Arguments pertinents
1. Incompétence de la juridiction administrative : Le tribunal a souligné que, bien que l'institut de formation participe à une mission de service public, les actes pris par une personne morale de droit privé, comme la Croix-Rouge française, ne sont pas considérés comme des actes administratifs, sauf s'ils manifestent l'exercice d'une prérogative de puissance publique.
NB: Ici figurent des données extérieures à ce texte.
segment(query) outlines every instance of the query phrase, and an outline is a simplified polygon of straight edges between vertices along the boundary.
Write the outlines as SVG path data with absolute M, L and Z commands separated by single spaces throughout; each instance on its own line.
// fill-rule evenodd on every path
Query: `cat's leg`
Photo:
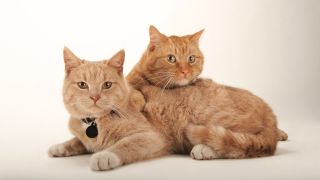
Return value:
M 82 142 L 74 137 L 64 143 L 53 145 L 49 148 L 50 157 L 66 157 L 88 153 Z
M 288 134 L 281 129 L 278 129 L 278 141 L 288 140 Z
M 189 125 L 186 136 L 195 146 L 194 159 L 247 158 L 272 155 L 277 144 L 277 132 L 264 130 L 259 134 L 237 133 L 221 126 Z
M 168 154 L 166 145 L 159 134 L 154 132 L 137 133 L 93 154 L 90 159 L 90 168 L 95 171 L 110 170 L 124 164 L 165 154 Z

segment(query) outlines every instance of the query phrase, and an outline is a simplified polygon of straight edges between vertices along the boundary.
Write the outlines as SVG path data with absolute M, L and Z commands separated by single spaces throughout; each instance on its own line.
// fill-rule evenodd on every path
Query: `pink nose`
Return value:
M 181 70 L 181 73 L 183 74 L 183 75 L 187 75 L 187 74 L 189 74 L 189 69 L 182 69 Z
M 99 99 L 100 99 L 100 96 L 99 95 L 96 95 L 96 96 L 90 96 L 90 99 L 93 100 L 94 103 L 96 103 Z

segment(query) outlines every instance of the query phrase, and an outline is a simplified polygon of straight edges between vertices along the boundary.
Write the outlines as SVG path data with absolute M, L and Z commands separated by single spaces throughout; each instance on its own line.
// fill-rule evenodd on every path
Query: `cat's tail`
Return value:
M 272 118 L 272 119 L 270 119 Z M 219 158 L 248 158 L 273 155 L 278 142 L 278 129 L 274 116 L 264 121 L 263 129 L 256 134 L 235 132 L 216 125 L 186 127 L 186 136 L 191 144 L 205 144 Z
M 278 141 L 288 140 L 288 134 L 281 129 L 278 129 Z

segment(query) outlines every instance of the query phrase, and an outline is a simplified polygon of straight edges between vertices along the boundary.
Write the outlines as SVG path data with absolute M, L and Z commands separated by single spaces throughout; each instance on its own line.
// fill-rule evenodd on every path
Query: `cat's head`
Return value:
M 89 62 L 79 59 L 68 48 L 63 50 L 65 80 L 63 100 L 74 117 L 99 117 L 117 109 L 128 98 L 123 76 L 123 50 L 110 60 Z
M 166 36 L 150 26 L 150 43 L 140 62 L 144 77 L 153 85 L 170 88 L 188 85 L 202 72 L 203 54 L 199 39 L 192 35 Z

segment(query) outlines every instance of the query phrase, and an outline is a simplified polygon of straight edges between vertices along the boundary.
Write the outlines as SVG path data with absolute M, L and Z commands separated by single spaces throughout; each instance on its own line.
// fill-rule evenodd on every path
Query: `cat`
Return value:
M 90 168 L 99 171 L 168 154 L 163 135 L 137 107 L 143 105 L 135 101 L 138 91 L 125 81 L 123 50 L 98 62 L 81 60 L 66 47 L 63 54 L 63 101 L 75 137 L 50 147 L 49 156 L 93 152 Z
M 127 76 L 145 99 L 144 114 L 171 152 L 194 159 L 246 158 L 275 152 L 287 134 L 271 108 L 249 91 L 201 79 L 203 30 L 170 36 L 150 26 L 150 43 Z

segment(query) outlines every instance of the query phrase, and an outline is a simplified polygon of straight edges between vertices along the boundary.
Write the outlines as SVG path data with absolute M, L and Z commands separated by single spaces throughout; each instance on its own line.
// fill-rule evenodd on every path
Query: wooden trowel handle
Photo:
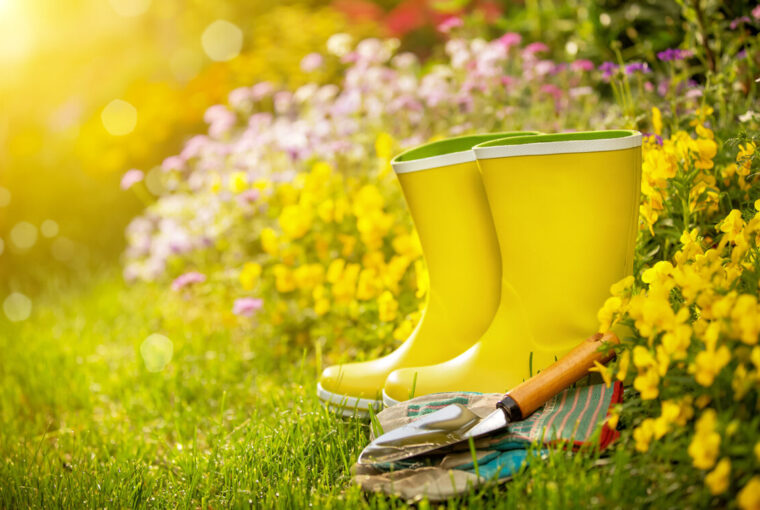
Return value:
M 604 364 L 614 358 L 615 351 L 602 346 L 619 343 L 614 333 L 597 333 L 587 338 L 549 368 L 515 386 L 496 406 L 506 413 L 510 422 L 527 418 L 547 400 L 587 375 L 594 361 Z

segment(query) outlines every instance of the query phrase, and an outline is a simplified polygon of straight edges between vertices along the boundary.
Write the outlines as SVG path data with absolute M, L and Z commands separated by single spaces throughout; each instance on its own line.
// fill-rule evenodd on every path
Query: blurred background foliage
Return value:
M 123 173 L 177 153 L 236 87 L 339 79 L 299 67 L 334 33 L 397 37 L 425 57 L 440 47 L 436 26 L 463 15 L 473 36 L 518 32 L 558 60 L 651 60 L 684 37 L 709 59 L 722 48 L 704 20 L 744 11 L 736 0 L 0 0 L 0 290 L 116 260 L 143 207 L 121 192 Z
En l'espèce, l'exclusion de Mme B ne relève pas de cet exercice.
> "Les mesures prises à l'égard des élèves de l'établissement suivant la formation d'aide-soignant, telle une exclusion, ne procèdent pas d'un tel exercice."
2. Application de l'article R. 222-1 du code de justice administrative : Le tribunal a appliqué cet article pour justifier le rejet de la requête, affirmant que celle-ci ne relevait manifestement pas de sa compétence.
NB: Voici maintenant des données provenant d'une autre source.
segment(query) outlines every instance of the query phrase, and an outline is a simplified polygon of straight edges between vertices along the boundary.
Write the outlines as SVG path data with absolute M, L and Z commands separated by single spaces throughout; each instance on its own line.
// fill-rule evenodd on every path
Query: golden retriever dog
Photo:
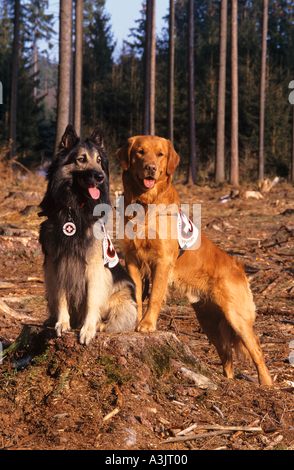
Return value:
M 253 332 L 255 305 L 243 264 L 218 248 L 203 233 L 199 235 L 199 247 L 184 252 L 177 238 L 171 236 L 171 231 L 167 231 L 166 238 L 159 236 L 162 208 L 171 204 L 175 205 L 177 212 L 180 208 L 178 193 L 172 185 L 179 156 L 170 141 L 155 136 L 132 137 L 116 156 L 123 167 L 125 214 L 130 213 L 127 208 L 131 204 L 136 204 L 135 208 L 142 207 L 145 212 L 144 227 L 137 227 L 136 237 L 126 236 L 126 226 L 134 215 L 125 215 L 122 240 L 126 266 L 136 284 L 137 330 L 155 331 L 168 287 L 180 287 L 191 302 L 203 331 L 216 347 L 224 375 L 228 378 L 234 375 L 233 347 L 237 353 L 249 353 L 260 384 L 271 385 L 259 340 Z M 157 233 L 152 238 L 148 238 L 150 204 L 158 207 Z M 167 219 L 170 229 L 172 217 Z M 142 281 L 145 278 L 151 280 L 151 293 L 143 316 Z

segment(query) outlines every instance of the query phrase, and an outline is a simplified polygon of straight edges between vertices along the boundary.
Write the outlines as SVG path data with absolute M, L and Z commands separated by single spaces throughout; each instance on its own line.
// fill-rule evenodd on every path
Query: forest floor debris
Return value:
M 293 449 L 293 186 L 279 181 L 262 199 L 223 204 L 230 187 L 176 184 L 181 202 L 201 204 L 206 235 L 245 265 L 255 332 L 274 379 L 267 388 L 238 358 L 234 379 L 223 377 L 215 348 L 177 294 L 162 308 L 158 333 L 127 335 L 128 347 L 124 335 L 98 334 L 89 348 L 76 332 L 48 336 L 41 326 L 47 303 L 37 215 L 45 182 L 27 180 L 7 181 L 0 190 L 0 342 L 7 351 L 0 364 L 0 448 Z M 112 181 L 113 202 L 119 189 Z M 23 335 L 13 351 L 25 325 L 33 328 L 34 347 Z M 159 343 L 143 357 L 156 335 L 169 345 Z M 214 386 L 197 385 L 197 375 Z

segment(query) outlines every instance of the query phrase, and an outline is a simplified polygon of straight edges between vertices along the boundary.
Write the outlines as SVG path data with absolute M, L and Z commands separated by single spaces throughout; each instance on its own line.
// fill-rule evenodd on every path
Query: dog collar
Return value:
M 62 204 L 63 204 L 65 207 L 67 207 L 67 209 L 69 209 L 69 210 L 72 209 L 72 207 L 71 207 L 71 206 L 68 206 L 65 201 L 62 201 Z M 79 206 L 79 209 L 81 209 L 82 207 L 84 207 L 85 204 L 87 204 L 87 203 L 86 203 L 86 202 L 83 202 L 83 203 Z M 49 216 L 48 216 L 48 213 L 47 213 L 46 211 L 42 211 L 42 212 L 38 212 L 38 217 L 49 217 Z
M 62 204 L 63 204 L 65 207 L 67 207 L 68 209 L 70 209 L 70 210 L 73 209 L 73 207 L 68 206 L 65 201 L 63 201 Z M 81 209 L 81 208 L 84 207 L 85 205 L 86 205 L 86 202 L 82 202 L 82 204 L 81 204 L 78 208 Z

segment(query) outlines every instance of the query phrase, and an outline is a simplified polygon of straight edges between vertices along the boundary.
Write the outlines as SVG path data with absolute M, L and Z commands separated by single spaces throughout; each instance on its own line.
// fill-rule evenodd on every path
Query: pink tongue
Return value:
M 154 180 L 144 180 L 144 185 L 146 186 L 146 188 L 153 188 L 153 186 L 155 185 L 155 181 Z
M 92 199 L 99 199 L 100 197 L 100 191 L 99 189 L 95 188 L 88 188 L 88 191 L 90 193 L 90 196 Z

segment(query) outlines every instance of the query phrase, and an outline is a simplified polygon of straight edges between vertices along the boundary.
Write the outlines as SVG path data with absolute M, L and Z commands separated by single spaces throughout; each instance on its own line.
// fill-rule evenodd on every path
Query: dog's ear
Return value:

> "Les présidents de formation de jugement des tribunaux (...) peuvent, par ordonnance, (...) Rejeter les requêtes ne relevant manifestement pas de la compétence de la juridiction administrative."
Interprétations et citations légales
1. Code de justice administrative - Article R. 222-1 : Cet article permet aux présidents de formation de jugement de rejeter des requêtes qui ne relèvent pas de la compétence de la juridiction administrative. Dans cette décision, le tribunal a utilisé cet article pour conclure que le litige ne pouvait être examiné par lui, car il ne s'agissait pas d'un acte administratif.
2. Code de la santé publique : Bien que le code de la santé publique ne soit pas directement cité dans les motifs de la décision, il est pertinent de noter que les établissements de formation comme celui de la Croix-Rouge française, bien qu'ils participent à des missions de service public, sont régis par des règles spécifiques qui les distinguent des établissements publics. Cela renforce l'idée que les décisions prises par des associations à but non lucratif ne sont pas nécessairement des actes administratifs.
En conclusion, la décision du tribunal repose sur une interprétation claire des compétences respectives des juridictions administrative et judiciaire, ainsi que sur la nature des actes pris par des personnes morales de droit privé dans le cadre de l'exercice de missions de service public.